MalloyDelacroix commented 3 years ago

This base issue has been mostly fixed. At least to the extent possible. You can import a json file that has been exported from version 2.X.X. The users/subreddits imported will have the correct date limit, as well as most of the other settings that can be set in version 2. There are a lot of settings that have incompatibly changed (the way downloads are named for instance) or settings that are completely new. Many of these settings will not be able to be imported from old export files.

The additional comments about duplicate downloads are really separate issues, but I will address them here for the time being.

Some of the problem is resolved in being able to import from a json file. It will set the date limit to the last date limit downloaded with the old version. This will keep files before this date limit from being downloaded again, avoiding most of the duplicate problem.

It is not feasible to import existing files into the database. The file path and extension would be the only information available by reading these files which are only two of many rows in the database table for content downloads. Due to the adjustable way in which downloads can be stored and named, there would be no way to back-step usable information from the file alone.
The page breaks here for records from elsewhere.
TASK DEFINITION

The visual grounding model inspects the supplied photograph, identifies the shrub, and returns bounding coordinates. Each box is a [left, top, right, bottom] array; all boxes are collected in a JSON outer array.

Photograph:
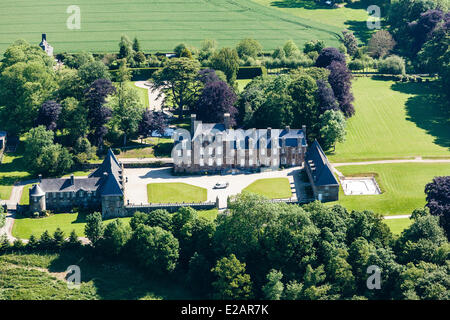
[[378, 55, 405, 74]]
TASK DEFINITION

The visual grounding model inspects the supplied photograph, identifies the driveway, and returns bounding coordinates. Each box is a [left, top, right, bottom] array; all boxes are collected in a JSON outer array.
[[125, 167, 301, 208]]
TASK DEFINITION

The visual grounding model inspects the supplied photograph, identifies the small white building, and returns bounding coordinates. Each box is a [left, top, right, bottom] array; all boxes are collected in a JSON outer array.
[[39, 33, 53, 57]]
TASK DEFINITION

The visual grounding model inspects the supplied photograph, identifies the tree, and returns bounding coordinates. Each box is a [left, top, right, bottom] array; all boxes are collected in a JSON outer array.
[[193, 81, 238, 125], [109, 86, 143, 146], [138, 110, 168, 138], [59, 97, 89, 142], [36, 100, 61, 131], [0, 61, 57, 135], [342, 30, 358, 57], [316, 47, 345, 68], [84, 212, 105, 246], [327, 60, 355, 117], [262, 269, 284, 300], [24, 126, 73, 176], [100, 219, 132, 256], [408, 9, 444, 56], [152, 58, 201, 117], [425, 176, 450, 239], [211, 48, 239, 85], [78, 61, 111, 87], [236, 38, 262, 59], [66, 230, 81, 249], [316, 80, 339, 113], [211, 254, 252, 300], [368, 30, 395, 59], [319, 110, 347, 150], [131, 224, 179, 275], [133, 37, 141, 52], [118, 35, 137, 60], [53, 227, 66, 250], [283, 40, 300, 58], [378, 55, 405, 74]]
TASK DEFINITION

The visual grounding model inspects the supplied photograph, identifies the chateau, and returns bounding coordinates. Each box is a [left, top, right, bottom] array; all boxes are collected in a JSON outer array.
[[29, 149, 125, 217], [174, 113, 307, 173]]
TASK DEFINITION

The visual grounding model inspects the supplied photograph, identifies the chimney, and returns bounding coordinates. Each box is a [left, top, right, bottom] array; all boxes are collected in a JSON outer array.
[[223, 113, 231, 130], [191, 114, 197, 136]]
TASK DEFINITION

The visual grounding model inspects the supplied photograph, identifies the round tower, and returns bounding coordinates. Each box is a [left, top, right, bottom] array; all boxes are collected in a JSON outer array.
[[29, 184, 46, 213]]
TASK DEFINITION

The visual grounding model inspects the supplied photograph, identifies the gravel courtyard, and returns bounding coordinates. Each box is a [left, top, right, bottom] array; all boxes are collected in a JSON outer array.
[[125, 167, 301, 208]]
It is not guaranteed that information such as the title, author, subreddit, creation date, or associated post are contained in the folder structure or file name.

I have considered making it an option to avoid downloading files with post title that are already in the database, but depending on the user or subreddit being downloaded, this is not a very feasible option either. Some subreddits dictate that all posts have the same name for instance. This would lead to a lot of missed posts.
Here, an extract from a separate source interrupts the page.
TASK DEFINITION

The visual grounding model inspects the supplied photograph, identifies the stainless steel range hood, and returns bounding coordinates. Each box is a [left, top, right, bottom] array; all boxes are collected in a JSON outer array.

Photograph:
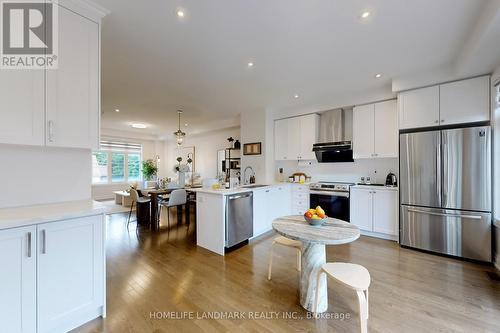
[[313, 109, 354, 163]]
The final issue of avoiding duplicates based on checksum is a feature I have been trying to work out, and have been unsuccessful in doing so. The problem here is that a checksum is not available from any of the container sites that are downloaded from (that I'm aware of anyway) at the time of download. So to make this feature work, a file must be downloaded, hashed, then compared to existing entries stored in the database. This means that the file must be downloaded and stored on the hard drive, then deleted if a duplicate is found. This would add a lot of complexity and time to the download process and would be a very inefficient way to avoid a duplicate. I am still considering making this a feature (or at least some version of it) if I can find a way to make it work reliably.

redpoptarts commented 3 years ago

Awesome thanks for the detailed response. I'll see what I can do for a workaround for the time being.